Unlike its predecessor, Species II was a box office flop. Critics, who almost universally panned the movie, pointed to the thin storyline, poor acting and gratuitous violence. Peter Medak highly praised the films' special effects and use of horror in his DVD commentary. He also thought audiences had too much expectation as this was a very different sequel due to not continuing from the story with the alien-infected rat that survived the finale, which hinted at a sequel in the 1995 original. Medak also admitted being uncomfortable with the amount of nudity in the film but said it was for the purpose of the story.

In an online interview with Metro in 2004, co-star Michael Madsen expressed his opinion on this film saying "Species 2 was a crock of s**t. There are a number I'm not very proud of. The movie studios can't mind that much, as they haven't contacted me to tell me off about it.

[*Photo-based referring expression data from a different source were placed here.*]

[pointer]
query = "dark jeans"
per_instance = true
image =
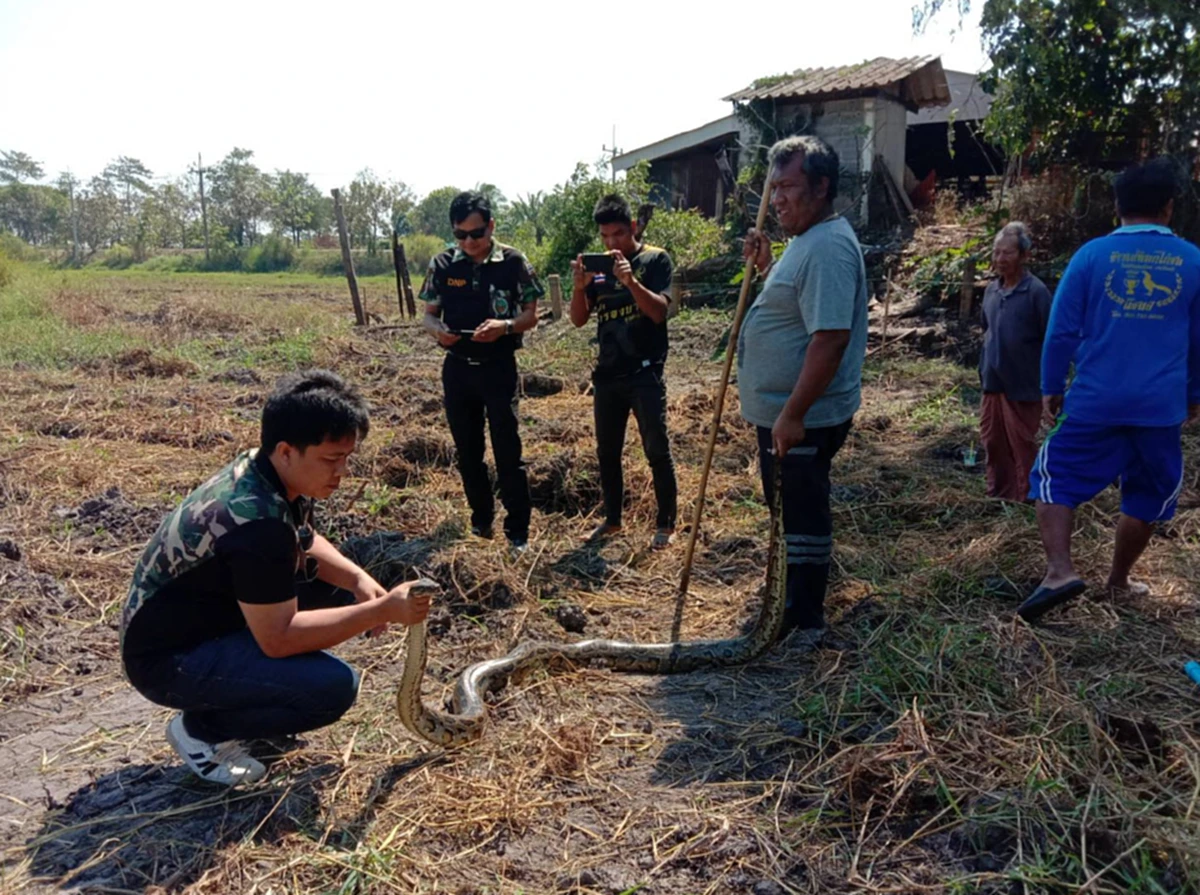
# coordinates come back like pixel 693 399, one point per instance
pixel 469 392
pixel 808 520
pixel 229 689
pixel 645 394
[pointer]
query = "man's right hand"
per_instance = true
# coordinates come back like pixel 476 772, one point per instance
pixel 757 248
pixel 407 608
pixel 582 277
pixel 1051 406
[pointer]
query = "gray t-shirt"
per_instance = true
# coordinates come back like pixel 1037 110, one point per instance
pixel 820 283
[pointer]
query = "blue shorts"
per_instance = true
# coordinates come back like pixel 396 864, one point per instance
pixel 1079 460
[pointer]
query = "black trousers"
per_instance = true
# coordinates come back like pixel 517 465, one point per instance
pixel 645 394
pixel 808 518
pixel 471 392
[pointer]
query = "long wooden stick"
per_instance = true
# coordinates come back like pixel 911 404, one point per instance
pixel 731 348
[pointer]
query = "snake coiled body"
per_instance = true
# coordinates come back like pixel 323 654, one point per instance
pixel 467 720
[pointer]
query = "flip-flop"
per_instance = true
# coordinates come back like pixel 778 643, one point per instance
pixel 1044 599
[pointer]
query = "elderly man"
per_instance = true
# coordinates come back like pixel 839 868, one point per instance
pixel 801 360
pixel 1015 311
pixel 1127 314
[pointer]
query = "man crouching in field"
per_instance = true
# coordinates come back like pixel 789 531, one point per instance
pixel 235 596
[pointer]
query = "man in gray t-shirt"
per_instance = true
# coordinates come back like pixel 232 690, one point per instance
pixel 801 359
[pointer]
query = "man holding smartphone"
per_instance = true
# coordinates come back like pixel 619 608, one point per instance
pixel 479 298
pixel 630 304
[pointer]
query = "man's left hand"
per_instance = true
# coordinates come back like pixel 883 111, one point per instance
pixel 489 331
pixel 365 590
pixel 786 433
pixel 622 269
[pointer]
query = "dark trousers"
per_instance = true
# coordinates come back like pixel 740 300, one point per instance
pixel 645 394
pixel 229 689
pixel 808 518
pixel 472 391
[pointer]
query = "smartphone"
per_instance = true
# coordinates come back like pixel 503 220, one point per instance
pixel 598 263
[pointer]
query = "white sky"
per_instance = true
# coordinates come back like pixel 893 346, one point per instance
pixel 429 92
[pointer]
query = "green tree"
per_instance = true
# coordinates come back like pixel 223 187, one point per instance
pixel 131 181
pixel 569 208
pixel 1086 80
pixel 18 167
pixel 240 193
pixel 295 204
pixel 432 214
pixel 531 210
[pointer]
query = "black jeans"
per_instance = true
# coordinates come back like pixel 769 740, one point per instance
pixel 472 391
pixel 645 394
pixel 808 518
pixel 228 689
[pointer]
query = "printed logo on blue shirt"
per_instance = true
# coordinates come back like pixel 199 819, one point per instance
pixel 1143 282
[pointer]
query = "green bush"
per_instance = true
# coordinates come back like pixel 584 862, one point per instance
pixel 273 254
pixel 419 251
pixel 118 257
pixel 689 236
pixel 15 247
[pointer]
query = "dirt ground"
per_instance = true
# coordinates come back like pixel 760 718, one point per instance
pixel 931 743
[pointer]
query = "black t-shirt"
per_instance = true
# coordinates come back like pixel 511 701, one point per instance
pixel 629 340
pixel 253 563
pixel 466 294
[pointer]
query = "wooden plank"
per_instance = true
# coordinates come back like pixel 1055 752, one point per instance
pixel 556 296
pixel 347 259
pixel 966 293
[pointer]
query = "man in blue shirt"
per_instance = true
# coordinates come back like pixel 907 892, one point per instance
pixel 1127 313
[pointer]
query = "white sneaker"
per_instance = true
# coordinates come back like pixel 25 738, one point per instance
pixel 227 763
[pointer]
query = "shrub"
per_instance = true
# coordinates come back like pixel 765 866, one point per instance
pixel 689 236
pixel 273 254
pixel 419 251
pixel 118 257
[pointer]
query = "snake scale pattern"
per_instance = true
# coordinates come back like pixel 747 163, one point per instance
pixel 466 722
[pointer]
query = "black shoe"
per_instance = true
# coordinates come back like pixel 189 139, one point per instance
pixel 1042 600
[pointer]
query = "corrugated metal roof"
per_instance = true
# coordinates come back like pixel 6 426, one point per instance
pixel 917 82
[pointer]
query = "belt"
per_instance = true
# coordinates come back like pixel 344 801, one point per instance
pixel 477 361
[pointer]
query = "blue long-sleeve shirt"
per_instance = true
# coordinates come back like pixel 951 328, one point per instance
pixel 1127 312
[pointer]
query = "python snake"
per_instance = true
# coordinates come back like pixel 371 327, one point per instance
pixel 467 720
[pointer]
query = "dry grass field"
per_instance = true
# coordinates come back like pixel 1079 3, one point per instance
pixel 930 744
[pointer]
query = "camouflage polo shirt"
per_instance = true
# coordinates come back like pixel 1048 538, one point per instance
pixel 234 539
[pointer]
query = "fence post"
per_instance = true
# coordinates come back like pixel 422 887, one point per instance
pixel 347 260
pixel 397 259
pixel 556 296
pixel 676 295
pixel 966 294
pixel 408 283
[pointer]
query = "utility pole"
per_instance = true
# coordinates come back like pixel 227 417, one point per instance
pixel 204 206
pixel 612 154
pixel 69 181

I'm honest - if I've made a bad movie, I want my fans to know what they're letting themselves in for." This was questioned due to his honest opinion of each of his own movies, no matter if each gets a cult following, shown on his official website at the time, which has since been redesigned.

Despite the critism and financial failure, it later gained a cult following resulting in the later direct-to-video sequels.

Novelization

Like the first film, there was also a novelization based on the original screenplay which gives plot and character details not seen in the film. Some reviews tell of how the book gets across the tragedy of Eve's life and gives in depth character details. Eve's body adapts against any form of physical attack; this includes gas and eventually bullets - after Eve is shot by soldiers, her skin adapts, becoming bulletproof. She also has little knowledge of the outside world, so little that she actually doesn't know if Superman is a real life personality or not. Other details and scenes also appear in the book, such as Eve's first escape attempt and Patrick discovering new senses in a restaurant with his fiancé.